LANSING – A plan to slash use of coal-fired electric plants, encourage homeowners and small businesses to install energy-saving measures such as furnaces and new windows, weatherize 100,000 homes, change rate-setting standards to reward small-scale solar/wind energy production and a push to upgrade the electric grid were outlined by Governor Jennifer Granholm in her State of the State address on Tuesday.
As part of the “45 by 20” plan to reduce the state’s reliance on imported fossil fuel by 45 percent by the year 2020, the governor said in her address to the Legislature that the Public Service Commission and Department of Environmental Quality will take a harder look at proposals for new coal-fired plants, with officials saying it will mean permit delays, but not a moratorium, and some plants not expected to be built.
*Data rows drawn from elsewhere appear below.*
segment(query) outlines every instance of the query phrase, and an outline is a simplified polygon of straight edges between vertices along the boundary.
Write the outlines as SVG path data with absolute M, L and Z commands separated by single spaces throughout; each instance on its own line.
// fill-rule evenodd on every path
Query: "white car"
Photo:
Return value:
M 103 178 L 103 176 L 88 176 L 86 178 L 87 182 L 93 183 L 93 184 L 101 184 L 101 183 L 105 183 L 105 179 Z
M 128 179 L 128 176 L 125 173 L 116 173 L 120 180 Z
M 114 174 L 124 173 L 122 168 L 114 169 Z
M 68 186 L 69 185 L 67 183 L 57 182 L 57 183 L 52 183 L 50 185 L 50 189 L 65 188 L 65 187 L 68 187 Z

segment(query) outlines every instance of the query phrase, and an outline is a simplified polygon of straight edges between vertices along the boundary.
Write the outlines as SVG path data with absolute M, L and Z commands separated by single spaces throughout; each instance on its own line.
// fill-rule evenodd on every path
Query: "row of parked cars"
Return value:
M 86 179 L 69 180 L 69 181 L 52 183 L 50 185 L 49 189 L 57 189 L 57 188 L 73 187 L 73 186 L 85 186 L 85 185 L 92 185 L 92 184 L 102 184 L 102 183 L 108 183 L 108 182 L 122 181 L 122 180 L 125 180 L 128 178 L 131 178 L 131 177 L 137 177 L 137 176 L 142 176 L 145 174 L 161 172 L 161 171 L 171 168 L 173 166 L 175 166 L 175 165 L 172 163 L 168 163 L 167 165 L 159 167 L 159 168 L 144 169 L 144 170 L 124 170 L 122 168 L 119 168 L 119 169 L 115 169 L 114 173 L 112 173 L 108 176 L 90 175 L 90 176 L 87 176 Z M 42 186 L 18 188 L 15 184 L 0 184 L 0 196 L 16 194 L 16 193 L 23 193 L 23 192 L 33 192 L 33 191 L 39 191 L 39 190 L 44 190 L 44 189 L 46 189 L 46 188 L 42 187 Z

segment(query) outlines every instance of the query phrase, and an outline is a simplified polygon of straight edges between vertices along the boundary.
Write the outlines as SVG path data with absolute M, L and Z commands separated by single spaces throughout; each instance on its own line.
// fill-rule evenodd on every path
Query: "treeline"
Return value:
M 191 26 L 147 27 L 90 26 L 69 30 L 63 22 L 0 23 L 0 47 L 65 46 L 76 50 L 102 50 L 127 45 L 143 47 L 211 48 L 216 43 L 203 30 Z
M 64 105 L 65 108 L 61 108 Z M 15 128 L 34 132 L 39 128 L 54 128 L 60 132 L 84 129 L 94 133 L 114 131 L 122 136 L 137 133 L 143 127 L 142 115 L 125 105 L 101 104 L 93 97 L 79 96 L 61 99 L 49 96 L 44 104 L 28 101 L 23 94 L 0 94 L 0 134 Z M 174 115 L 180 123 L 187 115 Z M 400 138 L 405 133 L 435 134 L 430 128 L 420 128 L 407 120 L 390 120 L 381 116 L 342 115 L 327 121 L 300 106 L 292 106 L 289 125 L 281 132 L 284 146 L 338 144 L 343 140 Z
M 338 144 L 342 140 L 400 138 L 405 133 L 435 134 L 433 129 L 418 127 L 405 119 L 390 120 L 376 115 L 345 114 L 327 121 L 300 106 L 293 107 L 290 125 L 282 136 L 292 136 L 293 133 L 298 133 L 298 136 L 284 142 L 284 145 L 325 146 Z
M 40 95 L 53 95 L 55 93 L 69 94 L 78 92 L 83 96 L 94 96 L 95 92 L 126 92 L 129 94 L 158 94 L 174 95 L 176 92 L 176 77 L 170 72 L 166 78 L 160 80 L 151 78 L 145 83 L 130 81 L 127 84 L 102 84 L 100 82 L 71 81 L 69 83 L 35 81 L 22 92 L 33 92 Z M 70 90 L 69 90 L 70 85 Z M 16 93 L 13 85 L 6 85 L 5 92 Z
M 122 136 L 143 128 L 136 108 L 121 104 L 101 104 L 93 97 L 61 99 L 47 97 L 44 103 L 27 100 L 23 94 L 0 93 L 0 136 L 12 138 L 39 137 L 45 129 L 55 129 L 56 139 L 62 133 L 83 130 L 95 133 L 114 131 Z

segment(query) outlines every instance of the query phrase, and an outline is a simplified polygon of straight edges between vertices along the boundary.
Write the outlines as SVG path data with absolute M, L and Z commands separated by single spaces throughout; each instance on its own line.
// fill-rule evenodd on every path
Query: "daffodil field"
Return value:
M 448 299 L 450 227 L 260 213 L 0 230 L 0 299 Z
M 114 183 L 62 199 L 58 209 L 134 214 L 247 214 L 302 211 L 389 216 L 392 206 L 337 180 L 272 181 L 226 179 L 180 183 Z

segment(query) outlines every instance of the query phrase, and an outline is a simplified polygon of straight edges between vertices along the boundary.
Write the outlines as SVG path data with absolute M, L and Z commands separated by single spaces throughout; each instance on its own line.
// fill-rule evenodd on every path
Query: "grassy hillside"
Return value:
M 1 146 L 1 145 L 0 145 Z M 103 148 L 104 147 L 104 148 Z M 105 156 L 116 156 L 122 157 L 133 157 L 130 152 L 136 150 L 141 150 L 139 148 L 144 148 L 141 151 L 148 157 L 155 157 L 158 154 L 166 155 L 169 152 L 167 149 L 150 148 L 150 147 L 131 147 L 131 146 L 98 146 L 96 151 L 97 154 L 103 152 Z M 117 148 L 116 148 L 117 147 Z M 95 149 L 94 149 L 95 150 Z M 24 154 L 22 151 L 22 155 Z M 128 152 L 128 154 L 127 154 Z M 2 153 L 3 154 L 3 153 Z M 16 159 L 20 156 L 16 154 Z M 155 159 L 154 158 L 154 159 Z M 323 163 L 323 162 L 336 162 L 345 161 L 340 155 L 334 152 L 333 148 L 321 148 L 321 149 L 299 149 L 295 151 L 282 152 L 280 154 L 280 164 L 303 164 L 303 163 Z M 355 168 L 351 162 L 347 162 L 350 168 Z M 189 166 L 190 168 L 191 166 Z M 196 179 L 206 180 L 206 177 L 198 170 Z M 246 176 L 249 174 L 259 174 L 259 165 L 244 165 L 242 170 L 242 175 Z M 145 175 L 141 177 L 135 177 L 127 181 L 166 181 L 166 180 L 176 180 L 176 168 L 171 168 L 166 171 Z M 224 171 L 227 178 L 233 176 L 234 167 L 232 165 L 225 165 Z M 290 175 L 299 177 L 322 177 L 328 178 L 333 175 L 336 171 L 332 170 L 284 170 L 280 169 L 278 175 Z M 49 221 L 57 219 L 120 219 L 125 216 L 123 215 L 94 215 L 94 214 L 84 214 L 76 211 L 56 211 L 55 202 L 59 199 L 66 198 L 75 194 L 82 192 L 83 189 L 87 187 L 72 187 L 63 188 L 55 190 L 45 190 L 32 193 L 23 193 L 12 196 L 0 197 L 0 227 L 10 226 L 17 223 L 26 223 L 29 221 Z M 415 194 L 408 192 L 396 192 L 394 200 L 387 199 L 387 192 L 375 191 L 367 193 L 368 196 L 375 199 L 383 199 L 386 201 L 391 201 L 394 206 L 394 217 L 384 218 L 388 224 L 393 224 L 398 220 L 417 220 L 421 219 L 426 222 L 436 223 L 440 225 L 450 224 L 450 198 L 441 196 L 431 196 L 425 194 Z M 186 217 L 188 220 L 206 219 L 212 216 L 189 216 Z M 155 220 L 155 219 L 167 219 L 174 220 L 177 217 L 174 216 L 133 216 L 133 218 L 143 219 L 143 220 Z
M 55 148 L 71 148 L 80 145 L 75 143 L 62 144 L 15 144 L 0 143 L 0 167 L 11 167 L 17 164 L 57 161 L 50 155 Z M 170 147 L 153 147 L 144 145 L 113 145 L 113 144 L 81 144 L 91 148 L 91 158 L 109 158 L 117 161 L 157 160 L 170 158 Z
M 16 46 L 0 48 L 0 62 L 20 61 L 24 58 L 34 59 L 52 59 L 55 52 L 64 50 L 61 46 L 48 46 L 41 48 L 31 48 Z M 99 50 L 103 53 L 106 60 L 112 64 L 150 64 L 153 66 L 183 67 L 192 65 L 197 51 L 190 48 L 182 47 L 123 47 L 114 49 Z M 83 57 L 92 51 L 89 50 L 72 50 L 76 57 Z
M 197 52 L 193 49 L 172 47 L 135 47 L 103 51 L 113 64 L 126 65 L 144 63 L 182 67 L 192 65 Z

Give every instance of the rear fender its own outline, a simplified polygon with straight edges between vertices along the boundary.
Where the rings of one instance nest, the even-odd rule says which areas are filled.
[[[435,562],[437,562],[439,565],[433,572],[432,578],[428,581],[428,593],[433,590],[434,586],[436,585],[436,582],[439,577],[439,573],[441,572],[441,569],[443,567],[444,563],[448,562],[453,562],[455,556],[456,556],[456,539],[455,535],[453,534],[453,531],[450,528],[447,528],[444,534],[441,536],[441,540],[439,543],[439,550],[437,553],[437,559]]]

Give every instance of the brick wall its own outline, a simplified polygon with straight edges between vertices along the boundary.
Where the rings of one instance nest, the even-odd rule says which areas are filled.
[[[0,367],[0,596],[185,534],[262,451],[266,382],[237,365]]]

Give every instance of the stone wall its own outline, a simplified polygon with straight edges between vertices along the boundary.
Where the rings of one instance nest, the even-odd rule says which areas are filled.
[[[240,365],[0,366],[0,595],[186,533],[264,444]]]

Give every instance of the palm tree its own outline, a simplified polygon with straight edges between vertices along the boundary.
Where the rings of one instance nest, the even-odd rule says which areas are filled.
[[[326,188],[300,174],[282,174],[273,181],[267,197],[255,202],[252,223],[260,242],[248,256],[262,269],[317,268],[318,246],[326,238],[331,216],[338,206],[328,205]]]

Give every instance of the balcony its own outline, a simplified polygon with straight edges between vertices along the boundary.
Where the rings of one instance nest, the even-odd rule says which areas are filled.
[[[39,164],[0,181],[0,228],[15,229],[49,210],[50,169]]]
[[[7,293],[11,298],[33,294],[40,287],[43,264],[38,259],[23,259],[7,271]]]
The state now gets about 75 percent of its power from imported coal- and natural gas-fired plants.
The proposals expand the focus by the governor on energy and alternative energy as a way to reshape and diversify Michigan’s struggling economy, and administration officials said they dovetail with plans being developed by President Barack Obama.
Jennifer Alverado, executive director of the Great Lakes Renewable Energy Association, lauded Granholm’s call for more clean technology in Michigan future. (See related story MITechNews.Com
Granholm only touched on the expected federal stimulus plan in her speech, titled Priorities for Michigan’s Economic Future: Jobs, Education and Protecting Families, because it is still under debate, but pledged it would not be used to expand government.
Granholm is also asking auto insurers to freeze rates for a year while new proposals on affordable insurance are studied.
As in virtually all of Granholm’s seven State of the State addresses, the economy weighed heavily on what the state can continue to offer, and Ms. Granholm laid the groundwork for “painful” budget cuts that will be submitted next week. That includes cuts in corrections with the closure of three more prisons.
.
“Any honest assessment of our state’s economy has to recognize that things are likely to get worse before they get better. But if there is one thing I want you, the citizens of Michigan, to know this evening, it is this: Things will get better,” Granholm said. In part, that is because of programs being unfolded by Obama that match Michigan’s economic plans, she added.
And while Michigan long-standing economic troubles mean it is not in as bad of a shape as many states, Granholm said, “The days when our government could be all things to all people are behind us.”
Already made public were her plans this year to slim down government by cutting the number of departments beginning with the Department of History, Arts and Libraries and having Lt. Governor John Cherry lead a study to identify more efficiencies, hand off wetland permitting to the federal government, cut elected officials’ pay by 10 percent and ask colleges and universities to freeze tuition for a year.
She did have good news to share as well, however, confirming plans by three companies to build film $156 million in production facilities in Michigan as a result of generous tax breaks approved by the Legislature last year. They would be in Pontiac, Detroit and Plymouth and create some 4,000 jobs.